La Direction Générale des Élections (DGE) vient de taper du poing sur la table. Dans un communiqué sans équivoque, l’institution rappelle un principe fondamental : les moyens de l’État ne doivent en aucun cas être détournés à des fins électorales. Pour la DGE, utiliser un bureau officiel comme base de campagne n’est pas seulement une irrégularité, c’est une véritable trahison des valeurs républicaines.
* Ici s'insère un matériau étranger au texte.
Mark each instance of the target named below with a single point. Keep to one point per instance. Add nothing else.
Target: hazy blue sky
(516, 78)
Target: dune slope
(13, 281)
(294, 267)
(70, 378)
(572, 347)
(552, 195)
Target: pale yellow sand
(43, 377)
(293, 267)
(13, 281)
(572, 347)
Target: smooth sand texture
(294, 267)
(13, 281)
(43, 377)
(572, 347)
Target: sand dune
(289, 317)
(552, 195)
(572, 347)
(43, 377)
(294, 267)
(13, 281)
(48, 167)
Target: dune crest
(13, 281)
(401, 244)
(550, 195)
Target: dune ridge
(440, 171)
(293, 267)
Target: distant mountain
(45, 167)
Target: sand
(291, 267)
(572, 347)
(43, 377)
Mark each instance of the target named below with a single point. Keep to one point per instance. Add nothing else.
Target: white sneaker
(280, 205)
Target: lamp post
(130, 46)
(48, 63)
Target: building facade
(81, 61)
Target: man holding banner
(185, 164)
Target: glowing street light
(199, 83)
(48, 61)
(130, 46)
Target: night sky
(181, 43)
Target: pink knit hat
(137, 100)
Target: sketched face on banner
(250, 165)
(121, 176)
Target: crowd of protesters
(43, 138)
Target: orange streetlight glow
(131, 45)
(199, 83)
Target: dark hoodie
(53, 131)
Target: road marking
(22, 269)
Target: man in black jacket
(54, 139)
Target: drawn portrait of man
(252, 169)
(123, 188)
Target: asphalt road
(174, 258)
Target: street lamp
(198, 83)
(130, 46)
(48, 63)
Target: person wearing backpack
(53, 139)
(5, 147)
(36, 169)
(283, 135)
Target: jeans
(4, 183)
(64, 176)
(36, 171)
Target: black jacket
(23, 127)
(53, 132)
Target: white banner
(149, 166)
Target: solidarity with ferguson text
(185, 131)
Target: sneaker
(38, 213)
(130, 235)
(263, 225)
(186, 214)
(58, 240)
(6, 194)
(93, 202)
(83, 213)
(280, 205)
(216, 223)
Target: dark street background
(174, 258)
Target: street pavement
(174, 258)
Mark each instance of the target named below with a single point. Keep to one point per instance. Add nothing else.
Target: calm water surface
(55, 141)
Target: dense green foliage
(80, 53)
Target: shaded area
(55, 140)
S’appuyant sur les articles 330 et 341 du Code électoral, la DGE réaffirme sa mission de contrôle. Le message est clair : la vigilance sera de mise et la rigueur absolue. L’institution prévient qu’elle exercera ses prérogatives « sans faiblesse » pour garantir l’étanchéité entre les fonctions publiques et les ambitions partisanes.
Vers des sanctions administratives et judiciaires
Le rappel à l’ordre s’accompagne d’une mise en demeure immédiate. Tout manquement constaté exposera les contrevenants à :
Des poursuites judiciaires ;
Des mesures administratives disciplinaires ;
Toute autre sanction prévue par les textes législatifs en vigueur.
Les candidats sont donc sommés de cesser, sans délai, toute confusion entre leurs anciennes responsabilités d’État et leurs activités de campagne.
En conclusion, la Direction Générale des Élections prend de la hauteur. Elle exhorte la classe politique et les institutions à faire preuve de responsabilité et de maturité. Pour la DGE, le respect strict de la légalité et de l’équité reste l’unique rempart pour assurer un scrutin crédible, transparent et apaisé, conformément aux lois de la République de Guinée.